Nota: Este artículo fue publicado originalmente en 2008 about Community Server. The authentication and cookie troubleshooting principles described here apply to any ASP.NET web application, including modern ASP.NET Core apps. The guide has been expanded with current best practices.

One of the most frustrating issues in web application authentication is when the login process appears to succeed — credentials are validated, no error messages are shown — but the user is immediately redirected back to the home page or login page as if they never logged in. This problem is not unique to Community Server; it affects any web application that relies on cookies for session or authentication state. The root cause is almost always that the authentication cookie is not being stored or sent back by the browser.
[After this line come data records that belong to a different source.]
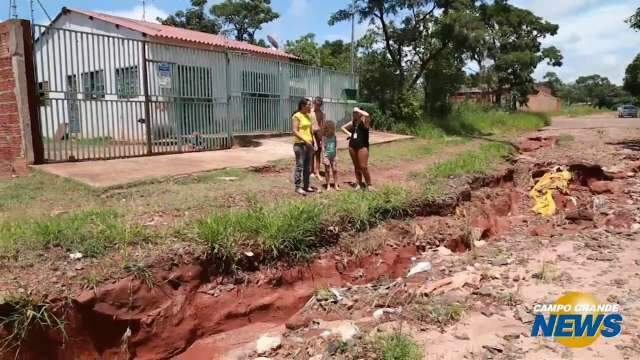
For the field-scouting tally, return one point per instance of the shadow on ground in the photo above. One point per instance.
(633, 145)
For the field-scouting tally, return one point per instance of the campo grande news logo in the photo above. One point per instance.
(577, 319)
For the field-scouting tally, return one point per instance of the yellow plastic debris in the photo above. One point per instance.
(542, 192)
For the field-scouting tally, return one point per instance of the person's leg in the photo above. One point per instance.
(334, 170)
(327, 176)
(298, 169)
(363, 160)
(306, 168)
(356, 166)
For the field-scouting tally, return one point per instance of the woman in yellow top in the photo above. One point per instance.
(303, 146)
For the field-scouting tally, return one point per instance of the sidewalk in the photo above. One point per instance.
(118, 172)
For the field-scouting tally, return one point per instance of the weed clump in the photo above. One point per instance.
(396, 346)
(20, 315)
(480, 161)
(91, 232)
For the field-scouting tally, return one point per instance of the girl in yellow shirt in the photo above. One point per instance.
(303, 147)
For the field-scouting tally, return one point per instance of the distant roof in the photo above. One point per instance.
(176, 33)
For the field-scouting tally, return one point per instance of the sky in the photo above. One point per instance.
(593, 37)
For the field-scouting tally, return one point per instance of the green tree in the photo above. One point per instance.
(305, 48)
(553, 82)
(513, 48)
(634, 20)
(242, 18)
(632, 77)
(412, 34)
(193, 18)
(597, 90)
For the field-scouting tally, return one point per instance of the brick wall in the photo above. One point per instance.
(16, 86)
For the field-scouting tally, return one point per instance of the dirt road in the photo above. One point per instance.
(591, 245)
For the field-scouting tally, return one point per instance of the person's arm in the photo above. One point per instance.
(347, 129)
(296, 130)
(365, 118)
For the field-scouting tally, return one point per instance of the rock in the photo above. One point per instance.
(479, 243)
(443, 251)
(511, 337)
(600, 204)
(379, 314)
(347, 330)
(268, 343)
(541, 230)
(419, 267)
(520, 313)
(601, 257)
(578, 215)
(297, 321)
(500, 261)
(604, 187)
Understanding the Authentication Flow

Before troubleshooting, it helps to understand what happens during a successful login in an ASP.NET application (including Community Server):

1. User submits credentials (username + password)
2. Server validates credentials against the membership provider
3. Server issues an authentication cookie (FormsAuthentication ticket)
4. Server sends HTTP 302 redirect to the destination page
   └── Set-Cookie: .ASPXAUTH=<encrypted-ticket>; path=/; HttpOnly
5. Browser stores the cookie
6. Browser follows the redirect and includes the cookie in the request
   └── Cookie: .ASPXAUTH=<encrypted-ticket>
7. Server reads the cookie, decrypts the ticket, and identifies the user
8. User sees the authenticated page

If anything breaks at steps 4-6, the user will appear authenticated momentarily but then lose their session. The login “succeeded” (step 2 passed), but the cookie was never stored or returned.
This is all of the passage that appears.